SEED AI | ERA:AI 真正快在可打分试错 SEED AI | ERA shows where AI scientific trial-and-error gets fast AI-assisted · reviewed
Google DeepMind、Google Research 与 Harvard 的 Eser Aygün、Shibl Mourad、Michael P. Brenner 团队近期在 Nature 报道 ERA,一个用 LLM 代码改写、tree search 和自动评分来生成 expert-level empirical scientific software 的 AI 系统。这篇文章值得读,不只是因为它又做了一个 coding agent,而是因为它非常清楚地揭示了 AI 在科学里的一个应用边界:当任务能被机器便宜评分时,AI 可以极快试错;当科学问题不能被可靠 metric 表达时,落地速度会明显下降。
为什么科学软件适合被 AI 介入
这篇论文面对的瓶颈不是“科学家不会写代码”,而是 empirical software 的开发长期卡在专家时间、试错成本和巨大解空间上。单细胞数据整合、传染病预测、神经活动建模、遥感分割和数值积分这类任务,都需要反复设计特征、模型、预处理、后处理和评估流程。
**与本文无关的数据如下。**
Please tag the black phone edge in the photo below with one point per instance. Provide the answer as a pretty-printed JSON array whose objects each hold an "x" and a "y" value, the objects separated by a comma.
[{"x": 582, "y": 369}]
AI 介入的主因是搜索空间太大,次因是实验太慢,不过这里的“实验”主要是计算实验。价值链位置也很明确:ERA 不是做靶点发现或临床决策,而是进入 basic understanding / modeling 和科研软件生成这一段,把“写软件”变成可评分、可迭代、可自动搜索的流程。
真正的新意是把代码写作变成科学试错引擎
ERA 改变的是科学工作流里的软件生成步骤。它不是让 LLM 一次性写一个答案,而是让 LLM 重写已有候选代码,在 sandbox 里运行并打分,再用 tree search 决定哪些分支继续探索。
这一步很关键,因为很多科学软件不是靠一次灵感写出来,而是靠大量小改动和组合。ERA 可以把论文、教材、搜索结果、Deep Research 或 AI co-scientist 生成的想法注入 prompt,让模型在已有研究方法之间复制、组合和变异。
所以它真正改变的不是“发现了某个新的生物机制”,而是把专家手工试错变成高速、可记录、可回溯的 computational exploration。
证据强在多任务、硬指标和公开验证
这篇的最强证据形态是跨领域可评分任务的公开 benchmark。作者先用 16 个 Kaggle Playground competitions 调试系统,然后在六类科学任务上验证,包括 scRNA-seq batch integration、COVID-19 hospitalization forecasting、GIFT-Eval 时间序列、geospatial segmentation、zebrafish neural activity prediction 和 numerical integrals。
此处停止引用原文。